The United States and Ukraine Hold Third Cyber Dialogue
U.S. Department of State, Office of the Spokesperson,
Wash, D.C. Mar 3, 2020
WASHINGTON, D.C. - The United States and Ukraine held their third cyber dialogue in Kyiv on March 3, 2020. This dialogue reaffirms our shared commitment to ensure an open, interoperable, reliable, and secure cyberspace in which all states behave responsibly.
Representatives of the United States and Ukraine discussed recent national cybersecurity policy developments, 5G security concerns, cyber capacity building, and international cyber policy issues, including engagements in multilateral fora and policies around public attribution.
The delegations reviewed ongoing and proposed U.S. cybersecurity assistance projects developed in concert with relevant Ukrainian agencies and stakeholders, including strengthening critical infrastructure cybersecurity; cyber strategy development and implementation; enhancing cyber defense, incident response, and information sharing capabilities; raising cybersecurity awareness for all stakeholders; and providing training on securing industrial control systems and digital forensics.
These projects complement U.S.-Ukraine cooperation on other cybersecurity matters.
As a demonstration of its continued commitment to supporting cybersecurity, the United States announced an additional $8 million from the Department of State in cybersecurity assistance on top of the $10 million pledged in 2017.
Part of this funding will support the U.S. Agency for International Development’s new cybersecurity project, which plans to invest up to $38 million over four years, to build Ukraine’s cybersecurity capabilities through support for legal and regulatory reform, cyber workforce development, and private sector engagement.

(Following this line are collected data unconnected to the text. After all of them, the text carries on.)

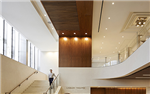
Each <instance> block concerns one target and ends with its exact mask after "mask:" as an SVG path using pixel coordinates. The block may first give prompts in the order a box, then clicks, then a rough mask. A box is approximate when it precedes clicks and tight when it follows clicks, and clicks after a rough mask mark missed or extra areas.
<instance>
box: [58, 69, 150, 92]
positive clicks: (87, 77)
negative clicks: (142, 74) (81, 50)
mask: <svg viewBox="0 0 150 94" xmlns="http://www.w3.org/2000/svg"><path fill="white" fill-rule="evenodd" d="M59 73H60V83H61V86H62V94H64V93H70V94H90V87H91V86H103V87H106V86H111V87H116V86H118V87H131V86H132V87H149V86H150V85H149V80H138V79H113V80H110V79H109V80H99V79H95V78H94V77H95V76H94V75H96V74H93V71H92V68H59ZM97 75H98V74H97ZM147 92H148V91H147ZM147 94H148V93H147Z"/></svg>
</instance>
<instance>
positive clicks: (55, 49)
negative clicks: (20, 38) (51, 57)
mask: <svg viewBox="0 0 150 94" xmlns="http://www.w3.org/2000/svg"><path fill="white" fill-rule="evenodd" d="M1 5H2V6H1V8H2V17H4V18H5V19H6V20H7V21H8V23H10V24H11V25H12V26H13V27H14V28H15V29H16V30H17V31H18V32H20V33H21V34H23V35H24V36H25V37H26V38H27V39H28V40H29V41H31V42H32V43H33V44H34V45H35V46H36V47H38V48H39V49H40V50H41V51H58V42H57V41H56V40H55V39H54V37H53V36H52V34H51V33H50V31H49V29H48V28H47V27H46V25H45V23H44V22H43V20H42V19H41V17H40V16H39V14H38V13H37V11H36V10H35V8H34V6H33V5H32V3H31V2H30V0H2V4H1Z"/></svg>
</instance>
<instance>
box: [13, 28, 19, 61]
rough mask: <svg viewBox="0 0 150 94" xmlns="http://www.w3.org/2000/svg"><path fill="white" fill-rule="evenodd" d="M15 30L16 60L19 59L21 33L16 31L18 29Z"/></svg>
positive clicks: (15, 54)
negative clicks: (19, 39) (20, 38)
mask: <svg viewBox="0 0 150 94" xmlns="http://www.w3.org/2000/svg"><path fill="white" fill-rule="evenodd" d="M13 31H14V32H15V37H14V40H15V41H14V42H15V52H14V54H15V60H16V61H18V52H19V45H18V43H19V39H18V38H19V33H18V32H17V31H16V30H13Z"/></svg>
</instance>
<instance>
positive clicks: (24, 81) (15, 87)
mask: <svg viewBox="0 0 150 94" xmlns="http://www.w3.org/2000/svg"><path fill="white" fill-rule="evenodd" d="M35 73H36V74H37V73H38V71H35V72H33V73H32V74H31V75H29V76H28V77H27V78H26V79H25V80H23V81H22V82H21V83H20V84H18V85H17V86H16V87H15V88H13V89H12V90H11V91H10V92H6V93H5V94H11V93H12V92H13V91H14V90H15V89H16V88H18V87H20V86H21V84H22V83H24V82H25V81H27V80H28V79H29V78H30V77H31V76H32V75H33V74H35Z"/></svg>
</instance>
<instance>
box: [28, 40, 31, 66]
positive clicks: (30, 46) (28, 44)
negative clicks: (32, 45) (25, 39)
mask: <svg viewBox="0 0 150 94" xmlns="http://www.w3.org/2000/svg"><path fill="white" fill-rule="evenodd" d="M30 48H31V43H30V42H29V41H28V66H29V67H31V58H30V54H31V52H30Z"/></svg>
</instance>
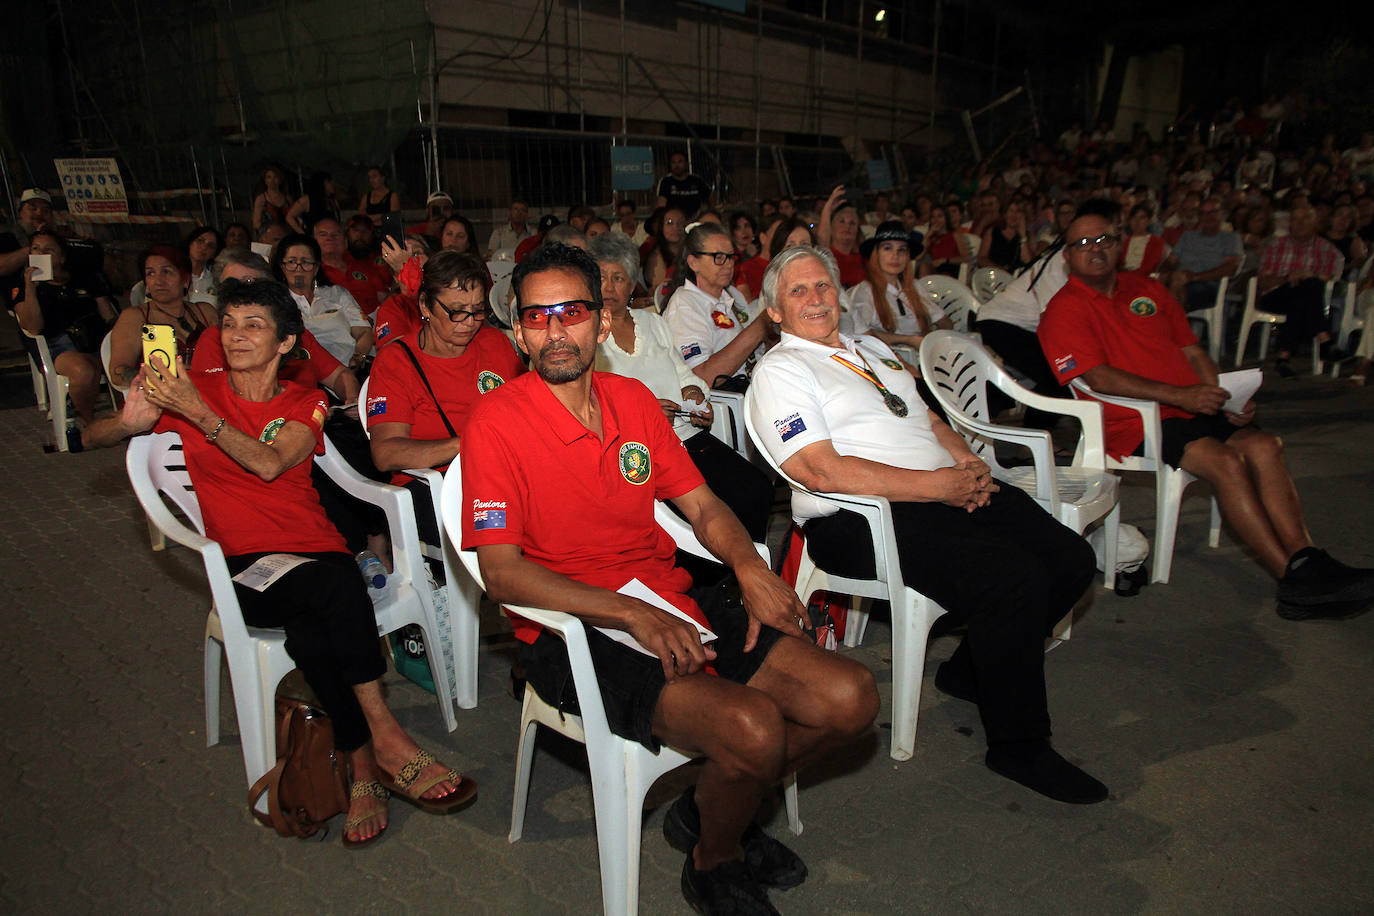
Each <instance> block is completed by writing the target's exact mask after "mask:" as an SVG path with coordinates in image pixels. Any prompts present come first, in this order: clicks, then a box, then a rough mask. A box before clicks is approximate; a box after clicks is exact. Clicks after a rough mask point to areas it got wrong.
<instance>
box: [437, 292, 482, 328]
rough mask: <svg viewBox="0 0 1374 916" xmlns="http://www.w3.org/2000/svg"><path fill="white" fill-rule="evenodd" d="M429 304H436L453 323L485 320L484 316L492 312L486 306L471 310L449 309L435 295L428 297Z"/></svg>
mask: <svg viewBox="0 0 1374 916" xmlns="http://www.w3.org/2000/svg"><path fill="white" fill-rule="evenodd" d="M430 305H437V306H438V308H440V309H441V310H442V312H444V314H447V316H448V320H449V321H452V323H453V324H464V323H467V321H485V320H486V316H488V314H491V313H492V310H491V309H486V308H480V309H474V310H471V312H469V310H466V309H451V308H448V306H447V305H444V304H442V302H441V301H440V299H438V298H437V297H436V298H433V299H430Z"/></svg>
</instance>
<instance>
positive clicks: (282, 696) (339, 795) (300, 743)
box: [249, 695, 349, 838]
mask: <svg viewBox="0 0 1374 916" xmlns="http://www.w3.org/2000/svg"><path fill="white" fill-rule="evenodd" d="M276 753H278V758H276V766H273V768H272V769H269V770H268V772H267V773H264V775H262V779H260V780H258V781H256V783H253V788H250V790H249V810H250V812H253V817H256V818H258V820H260V821H262V823H264V824H267V825H268V827H272V828H273V829H276V832H278V834H280V835H282V836H301V838H305V836H313V835H315V834H316V832H317V831H319V829H320V828H322V827H324V828H326V829H328V828H327V827H326V825H324V821H327V820H328V818H331V817H334V816H335V814H342V813H343V812H346V810H348V805H349V798H348V766H346V764H345V761H343V757H342V754H341V753H339V751H337V750H335V748H334V724H333V722H331V721H330V717H328V715H327V714H326V713H324V710H322V709H319V707H317V706H311V705H309V703H306V702H305V700H302V699H297V698H294V696H282V695H278V698H276ZM262 792H267V808H268V813H267V814H264V813H262V812H260V810H257V801H258V798H261V797H262Z"/></svg>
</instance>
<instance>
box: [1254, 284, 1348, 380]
mask: <svg viewBox="0 0 1374 916" xmlns="http://www.w3.org/2000/svg"><path fill="white" fill-rule="evenodd" d="M1333 284H1334V283H1333V282H1331V280H1327V282H1326V291H1325V293H1323V297H1325V302H1326V306H1325V308H1326V313H1327V314H1330V312H1331V287H1333ZM1259 288H1260V277H1257V276H1252V277H1250V282H1249V283H1248V284H1246V287H1245V312H1242V313H1241V339H1239V341H1238V342H1237V345H1235V368H1241V364H1242V363H1243V361H1245V347H1246V345H1248V343H1249V342H1250V328H1252V327H1254V325H1256V324H1259V325H1260V352H1259V353H1257V354H1256V358H1259V360H1261V361H1263V360H1264V354H1265V353H1268V349H1270V330H1271V328H1274V327H1275V325H1279V324H1283V323H1285V321H1287V316H1285V314H1275V313H1274V312H1265V310H1263V309H1260V308H1259V306H1257V305H1256V302H1257V301H1259ZM1320 374H1322V349H1320V345H1319V343H1316V342H1315V341H1314V342H1312V375H1320Z"/></svg>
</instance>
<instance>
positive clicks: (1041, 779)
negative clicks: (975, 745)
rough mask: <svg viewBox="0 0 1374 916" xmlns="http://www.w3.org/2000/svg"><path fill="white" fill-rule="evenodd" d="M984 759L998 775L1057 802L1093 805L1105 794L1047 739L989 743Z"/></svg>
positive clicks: (1088, 776)
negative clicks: (1014, 782) (1037, 792)
mask: <svg viewBox="0 0 1374 916" xmlns="http://www.w3.org/2000/svg"><path fill="white" fill-rule="evenodd" d="M984 762H985V764H987V765H988V769H991V770H992V772H993V773H996V775H998V776H1006V777H1007V779H1010V780H1013V781H1015V783H1021V784H1022V786H1025V787H1026V788H1029V790H1033V791H1036V792H1040V794H1041V795H1044V797H1046V798H1052V799H1054V801H1057V802H1066V803H1069V805H1095V803H1098V802H1101V801H1105V799H1106V797H1107V787H1106V786H1103V784H1102V783H1099V781H1098V780H1095V779H1094V777H1091V776H1088V775H1087V773H1084V772H1083V770H1081V769H1079V768H1077V766H1074V765H1073V764H1070V762H1069V761H1066V759H1063V757H1061V755H1059V753H1058V751H1055V750H1054V748H1052V747H1050V742H1047V740H1036V742H1009V743H1006V744H993V746H992V747H989V748H988V755H987V757H985V758H984Z"/></svg>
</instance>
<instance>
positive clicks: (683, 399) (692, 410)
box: [679, 398, 710, 416]
mask: <svg viewBox="0 0 1374 916" xmlns="http://www.w3.org/2000/svg"><path fill="white" fill-rule="evenodd" d="M679 407H682V409H684V411H687V412H688V413H699V415H702V416H706V413H709V412H710V401H702V402H701V404H697V402H695V401H692V400H688V398H683V401H682V402H680V405H679Z"/></svg>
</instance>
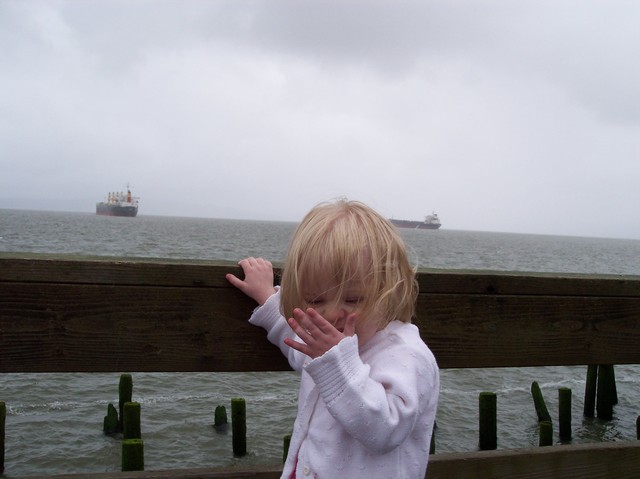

Additionally, the Federal Bureau of Investigation presented the National Police of Ukraine Cyber Police and the Prosecutor General’s Office of Ukraine with a Director’s Certificate for their unrelenting efforts in conjunction with the FBI to arrest and extradite cybercriminals who operated freely in Ukraine for many years.
The Department of State led the U.S. delegation, headed by Joseph Pennington, Acting Deputy Chief of Mission at the U.S. Embassy in Kyiv, which included U.S. representatives from the Departments of Defense, Energy, Homeland Security, and Treasury, the Federal Bureau of Investigation, and the U.S. Agency for International Development.
Ruslan Nimchynskyi, Ministry of Foreign Affairs Director General for International Security, led Ukraine’s interagency delegation, which included representatives from the Ministries of Defense and Digital Transformation, the Information Security and Cyber Security Service, the Security Service of Ukraine, Foreign Intelligence Service, State Service of Special Communication and Information Protection, Cyber Police Department of the National Police of Ukraine, State Financial Monitoring Service, National Bank of Ukraine, and National Institute of Strategic Studies.